Group of senior women doing chair exercises

Remotely supervised chair yoga is a feasible solution for managing physical and psychological symptoms in socially isolated seniors with dementia, a small new pilot study finds.

Ten older participants with dementia were engaged in twice-weekly 60-minute sessions for eight weeks. They worked with a certified yoga interventionist and their caregivers, practicing breathing techniques, physical postures and guided relaxation and visualization.

During the chair yoga session, the yoga interventionist appeared in the Zoom screen in a way that allowed participants to see them without the distraction of also seeing the observing researchers, according to Juyoung Park, PhD, of Florida Atlantic University. The investigators, meanwhile, measured clinical outcomes virtually. 

The results showed that participants had 70% retention of the learned practice and 87% adherence to the yoga program with no injuries or other adverse events.

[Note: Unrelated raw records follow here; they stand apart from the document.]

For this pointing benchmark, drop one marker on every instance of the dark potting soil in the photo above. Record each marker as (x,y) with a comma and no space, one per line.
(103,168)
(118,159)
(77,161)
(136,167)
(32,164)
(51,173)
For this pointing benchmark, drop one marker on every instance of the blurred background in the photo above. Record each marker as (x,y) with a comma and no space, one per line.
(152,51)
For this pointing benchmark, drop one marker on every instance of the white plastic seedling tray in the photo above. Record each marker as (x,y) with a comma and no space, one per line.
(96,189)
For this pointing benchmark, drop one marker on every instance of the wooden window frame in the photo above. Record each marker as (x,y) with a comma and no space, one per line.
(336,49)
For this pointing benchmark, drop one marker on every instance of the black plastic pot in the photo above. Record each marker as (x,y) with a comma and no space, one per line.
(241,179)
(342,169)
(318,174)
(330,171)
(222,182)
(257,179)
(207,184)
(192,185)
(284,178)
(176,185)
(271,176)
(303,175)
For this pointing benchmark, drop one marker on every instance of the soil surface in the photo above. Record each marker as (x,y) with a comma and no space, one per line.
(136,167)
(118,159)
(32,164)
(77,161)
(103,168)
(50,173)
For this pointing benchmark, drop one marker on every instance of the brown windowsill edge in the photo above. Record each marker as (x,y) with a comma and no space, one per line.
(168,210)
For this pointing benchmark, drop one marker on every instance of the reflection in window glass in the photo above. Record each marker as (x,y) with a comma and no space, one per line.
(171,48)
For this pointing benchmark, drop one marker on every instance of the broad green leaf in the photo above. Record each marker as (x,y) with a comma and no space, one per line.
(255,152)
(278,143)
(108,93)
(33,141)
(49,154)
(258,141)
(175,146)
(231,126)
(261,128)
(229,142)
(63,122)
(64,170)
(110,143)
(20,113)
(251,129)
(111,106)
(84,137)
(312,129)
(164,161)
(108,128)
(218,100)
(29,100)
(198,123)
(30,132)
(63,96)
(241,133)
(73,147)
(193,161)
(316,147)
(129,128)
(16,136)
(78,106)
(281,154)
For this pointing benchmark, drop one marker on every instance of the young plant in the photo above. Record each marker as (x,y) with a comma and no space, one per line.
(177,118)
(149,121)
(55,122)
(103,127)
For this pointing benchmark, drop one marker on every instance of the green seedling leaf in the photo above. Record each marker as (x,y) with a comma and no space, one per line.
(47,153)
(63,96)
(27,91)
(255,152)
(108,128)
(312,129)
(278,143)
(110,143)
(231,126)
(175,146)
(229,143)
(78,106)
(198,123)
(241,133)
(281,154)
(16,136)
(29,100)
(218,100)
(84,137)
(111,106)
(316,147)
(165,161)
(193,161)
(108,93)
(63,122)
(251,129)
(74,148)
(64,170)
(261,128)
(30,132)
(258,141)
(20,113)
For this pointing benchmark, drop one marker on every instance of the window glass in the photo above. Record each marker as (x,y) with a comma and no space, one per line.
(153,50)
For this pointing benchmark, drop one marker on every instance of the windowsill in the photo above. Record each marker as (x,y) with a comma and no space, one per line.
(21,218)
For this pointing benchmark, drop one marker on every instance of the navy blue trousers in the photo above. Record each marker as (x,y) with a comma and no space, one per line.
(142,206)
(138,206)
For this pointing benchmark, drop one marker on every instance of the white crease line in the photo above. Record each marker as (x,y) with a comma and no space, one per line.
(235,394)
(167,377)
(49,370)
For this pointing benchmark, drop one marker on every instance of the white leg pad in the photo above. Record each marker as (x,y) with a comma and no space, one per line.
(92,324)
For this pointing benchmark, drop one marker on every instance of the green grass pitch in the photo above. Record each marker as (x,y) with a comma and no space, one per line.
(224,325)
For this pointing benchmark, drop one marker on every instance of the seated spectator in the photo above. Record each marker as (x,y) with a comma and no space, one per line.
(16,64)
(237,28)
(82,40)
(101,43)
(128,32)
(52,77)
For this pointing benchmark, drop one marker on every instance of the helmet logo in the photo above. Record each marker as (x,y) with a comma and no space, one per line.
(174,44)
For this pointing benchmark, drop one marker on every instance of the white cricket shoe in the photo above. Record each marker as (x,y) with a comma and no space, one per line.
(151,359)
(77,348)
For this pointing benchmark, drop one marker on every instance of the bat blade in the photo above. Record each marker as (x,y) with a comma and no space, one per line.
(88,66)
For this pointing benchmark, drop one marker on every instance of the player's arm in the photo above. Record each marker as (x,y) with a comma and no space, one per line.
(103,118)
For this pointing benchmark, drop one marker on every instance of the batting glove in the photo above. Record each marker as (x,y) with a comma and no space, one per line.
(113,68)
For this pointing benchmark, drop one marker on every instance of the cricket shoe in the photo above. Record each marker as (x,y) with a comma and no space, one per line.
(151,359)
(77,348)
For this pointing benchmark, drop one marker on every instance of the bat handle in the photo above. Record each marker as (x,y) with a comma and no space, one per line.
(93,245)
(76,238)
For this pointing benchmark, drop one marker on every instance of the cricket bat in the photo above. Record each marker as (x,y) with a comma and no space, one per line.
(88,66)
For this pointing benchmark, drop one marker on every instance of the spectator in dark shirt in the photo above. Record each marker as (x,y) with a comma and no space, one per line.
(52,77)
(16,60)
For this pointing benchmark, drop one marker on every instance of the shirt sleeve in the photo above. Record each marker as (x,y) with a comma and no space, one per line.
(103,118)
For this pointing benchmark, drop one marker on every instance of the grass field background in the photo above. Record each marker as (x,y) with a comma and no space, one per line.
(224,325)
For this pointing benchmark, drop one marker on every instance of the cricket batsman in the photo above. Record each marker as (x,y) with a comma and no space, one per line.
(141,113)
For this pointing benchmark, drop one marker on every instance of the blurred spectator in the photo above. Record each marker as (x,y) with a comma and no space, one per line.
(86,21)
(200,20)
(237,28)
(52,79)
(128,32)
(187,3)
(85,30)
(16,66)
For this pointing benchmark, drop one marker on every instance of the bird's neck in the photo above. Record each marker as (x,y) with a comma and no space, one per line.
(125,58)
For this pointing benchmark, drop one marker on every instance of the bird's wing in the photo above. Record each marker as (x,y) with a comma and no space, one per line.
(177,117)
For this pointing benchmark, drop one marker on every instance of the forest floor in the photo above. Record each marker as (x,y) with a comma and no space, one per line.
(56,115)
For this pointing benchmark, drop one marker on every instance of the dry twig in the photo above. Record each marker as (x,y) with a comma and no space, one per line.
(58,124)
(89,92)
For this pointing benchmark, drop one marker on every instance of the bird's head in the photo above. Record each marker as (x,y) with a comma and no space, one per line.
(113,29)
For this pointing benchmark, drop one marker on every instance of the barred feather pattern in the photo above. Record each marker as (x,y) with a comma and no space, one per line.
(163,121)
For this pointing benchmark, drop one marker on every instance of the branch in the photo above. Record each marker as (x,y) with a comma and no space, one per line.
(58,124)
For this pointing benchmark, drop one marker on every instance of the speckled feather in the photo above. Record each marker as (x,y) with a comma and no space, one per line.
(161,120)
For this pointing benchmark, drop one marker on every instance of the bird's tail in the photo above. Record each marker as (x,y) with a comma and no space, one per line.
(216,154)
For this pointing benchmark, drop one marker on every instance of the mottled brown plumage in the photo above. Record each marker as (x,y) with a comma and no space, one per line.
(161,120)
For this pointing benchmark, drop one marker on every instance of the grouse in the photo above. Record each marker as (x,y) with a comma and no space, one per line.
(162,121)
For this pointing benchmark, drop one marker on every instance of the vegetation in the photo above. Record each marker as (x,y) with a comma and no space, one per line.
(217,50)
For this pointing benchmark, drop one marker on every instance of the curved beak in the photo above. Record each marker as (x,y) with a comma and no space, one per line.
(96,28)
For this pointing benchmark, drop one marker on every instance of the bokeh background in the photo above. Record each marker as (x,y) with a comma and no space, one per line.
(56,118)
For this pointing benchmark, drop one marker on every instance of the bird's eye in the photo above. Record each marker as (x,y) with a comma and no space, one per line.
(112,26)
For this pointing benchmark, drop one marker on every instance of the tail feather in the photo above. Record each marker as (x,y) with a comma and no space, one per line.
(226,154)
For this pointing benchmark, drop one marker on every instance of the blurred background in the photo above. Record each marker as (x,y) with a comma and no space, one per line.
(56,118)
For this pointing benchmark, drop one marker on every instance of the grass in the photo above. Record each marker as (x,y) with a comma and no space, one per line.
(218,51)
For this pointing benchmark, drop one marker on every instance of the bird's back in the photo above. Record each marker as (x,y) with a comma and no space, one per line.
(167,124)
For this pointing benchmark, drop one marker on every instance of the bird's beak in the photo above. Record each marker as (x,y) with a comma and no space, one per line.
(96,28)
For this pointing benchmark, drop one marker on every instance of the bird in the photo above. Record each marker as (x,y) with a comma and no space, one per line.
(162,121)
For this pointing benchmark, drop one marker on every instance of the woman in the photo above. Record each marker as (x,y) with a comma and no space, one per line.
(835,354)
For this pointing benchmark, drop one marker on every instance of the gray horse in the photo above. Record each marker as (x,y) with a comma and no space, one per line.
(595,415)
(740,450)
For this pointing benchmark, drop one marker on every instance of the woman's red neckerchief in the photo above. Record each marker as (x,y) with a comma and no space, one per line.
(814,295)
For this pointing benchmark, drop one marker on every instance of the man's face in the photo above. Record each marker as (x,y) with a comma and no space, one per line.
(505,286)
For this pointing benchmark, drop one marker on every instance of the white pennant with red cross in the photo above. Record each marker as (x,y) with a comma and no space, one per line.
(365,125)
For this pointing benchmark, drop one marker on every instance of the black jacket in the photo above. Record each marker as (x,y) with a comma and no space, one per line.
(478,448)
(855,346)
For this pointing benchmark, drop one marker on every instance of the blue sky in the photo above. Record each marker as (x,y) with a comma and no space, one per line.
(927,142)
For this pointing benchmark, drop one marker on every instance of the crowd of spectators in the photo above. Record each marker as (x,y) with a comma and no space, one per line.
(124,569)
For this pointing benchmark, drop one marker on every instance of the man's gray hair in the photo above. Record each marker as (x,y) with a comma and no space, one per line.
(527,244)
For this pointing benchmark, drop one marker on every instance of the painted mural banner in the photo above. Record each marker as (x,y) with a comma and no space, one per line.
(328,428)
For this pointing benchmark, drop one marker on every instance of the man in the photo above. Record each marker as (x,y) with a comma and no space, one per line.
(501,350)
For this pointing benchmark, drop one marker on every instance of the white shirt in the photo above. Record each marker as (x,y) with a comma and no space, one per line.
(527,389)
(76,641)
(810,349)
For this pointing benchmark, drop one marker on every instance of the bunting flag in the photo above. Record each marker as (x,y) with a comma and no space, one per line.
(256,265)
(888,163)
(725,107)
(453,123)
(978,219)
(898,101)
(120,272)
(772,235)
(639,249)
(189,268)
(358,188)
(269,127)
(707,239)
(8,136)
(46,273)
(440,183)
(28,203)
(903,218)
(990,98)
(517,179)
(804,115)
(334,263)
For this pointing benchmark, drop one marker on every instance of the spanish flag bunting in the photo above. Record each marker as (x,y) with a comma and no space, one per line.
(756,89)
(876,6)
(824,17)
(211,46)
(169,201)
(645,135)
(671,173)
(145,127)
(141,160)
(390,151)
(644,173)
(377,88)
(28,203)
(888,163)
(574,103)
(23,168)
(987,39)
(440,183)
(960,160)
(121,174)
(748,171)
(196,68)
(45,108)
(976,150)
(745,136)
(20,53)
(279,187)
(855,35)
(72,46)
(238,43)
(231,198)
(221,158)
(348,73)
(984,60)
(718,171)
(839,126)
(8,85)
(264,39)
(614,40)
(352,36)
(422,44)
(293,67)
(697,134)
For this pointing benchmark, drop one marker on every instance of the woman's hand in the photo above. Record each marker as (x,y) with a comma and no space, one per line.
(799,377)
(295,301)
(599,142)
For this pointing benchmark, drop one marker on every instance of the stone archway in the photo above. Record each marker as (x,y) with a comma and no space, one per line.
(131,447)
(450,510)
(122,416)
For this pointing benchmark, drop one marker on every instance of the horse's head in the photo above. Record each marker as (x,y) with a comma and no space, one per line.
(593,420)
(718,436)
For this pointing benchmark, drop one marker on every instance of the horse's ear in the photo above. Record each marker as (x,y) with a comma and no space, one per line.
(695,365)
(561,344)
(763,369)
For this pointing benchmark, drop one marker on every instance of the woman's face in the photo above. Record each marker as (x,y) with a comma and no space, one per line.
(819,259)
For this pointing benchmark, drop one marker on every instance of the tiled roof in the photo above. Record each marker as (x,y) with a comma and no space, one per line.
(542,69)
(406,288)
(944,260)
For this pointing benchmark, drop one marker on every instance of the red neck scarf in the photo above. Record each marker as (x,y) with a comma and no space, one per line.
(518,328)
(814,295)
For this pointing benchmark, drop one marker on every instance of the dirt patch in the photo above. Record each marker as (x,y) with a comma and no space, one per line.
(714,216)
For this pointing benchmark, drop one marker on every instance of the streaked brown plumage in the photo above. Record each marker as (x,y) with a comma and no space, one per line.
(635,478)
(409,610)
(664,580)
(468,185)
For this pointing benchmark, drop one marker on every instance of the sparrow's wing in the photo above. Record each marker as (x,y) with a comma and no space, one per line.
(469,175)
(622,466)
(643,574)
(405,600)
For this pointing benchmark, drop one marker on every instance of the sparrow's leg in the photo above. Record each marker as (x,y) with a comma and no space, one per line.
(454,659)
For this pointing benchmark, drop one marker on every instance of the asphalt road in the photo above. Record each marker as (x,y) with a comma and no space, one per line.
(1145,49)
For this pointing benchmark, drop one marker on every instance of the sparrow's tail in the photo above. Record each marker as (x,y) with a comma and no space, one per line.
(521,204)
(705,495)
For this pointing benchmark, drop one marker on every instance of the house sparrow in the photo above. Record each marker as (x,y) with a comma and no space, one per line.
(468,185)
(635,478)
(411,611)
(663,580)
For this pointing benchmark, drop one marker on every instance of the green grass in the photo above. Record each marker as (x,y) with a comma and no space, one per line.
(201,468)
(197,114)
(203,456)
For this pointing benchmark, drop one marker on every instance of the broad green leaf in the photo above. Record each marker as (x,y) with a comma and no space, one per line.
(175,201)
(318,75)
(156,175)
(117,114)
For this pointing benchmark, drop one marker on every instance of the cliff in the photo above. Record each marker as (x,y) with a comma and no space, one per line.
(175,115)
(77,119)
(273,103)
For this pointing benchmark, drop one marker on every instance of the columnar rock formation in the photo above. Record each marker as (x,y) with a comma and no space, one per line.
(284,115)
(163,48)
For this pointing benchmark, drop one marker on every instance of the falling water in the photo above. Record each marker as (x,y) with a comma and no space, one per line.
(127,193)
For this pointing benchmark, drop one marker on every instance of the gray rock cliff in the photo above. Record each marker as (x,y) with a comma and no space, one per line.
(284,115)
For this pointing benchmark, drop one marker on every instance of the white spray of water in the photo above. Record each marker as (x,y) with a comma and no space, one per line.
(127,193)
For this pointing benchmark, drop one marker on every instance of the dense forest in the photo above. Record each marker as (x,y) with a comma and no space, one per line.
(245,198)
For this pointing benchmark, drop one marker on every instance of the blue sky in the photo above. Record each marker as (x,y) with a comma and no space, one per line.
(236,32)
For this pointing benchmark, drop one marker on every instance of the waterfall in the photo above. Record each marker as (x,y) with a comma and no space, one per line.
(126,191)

Online chair yoga classes may help to open access to interventions for people who are unable to travel to a clinic or facility, Park and colleagues said in a statement.

“An important feature of our technology-based intervention is that it could allow socially isolated older adults with dementia who are living at home, especially those in underserved communities where people are becoming more digitally connected, to receive remotely supervised chair yoga that provides physical, social and psychological benefits,” Lisa Ann Kirk Wiese, PhD, of Florida Atlantic University, concluded.

Full findings were published in the journal Complementary Therapies in Clinical Practice.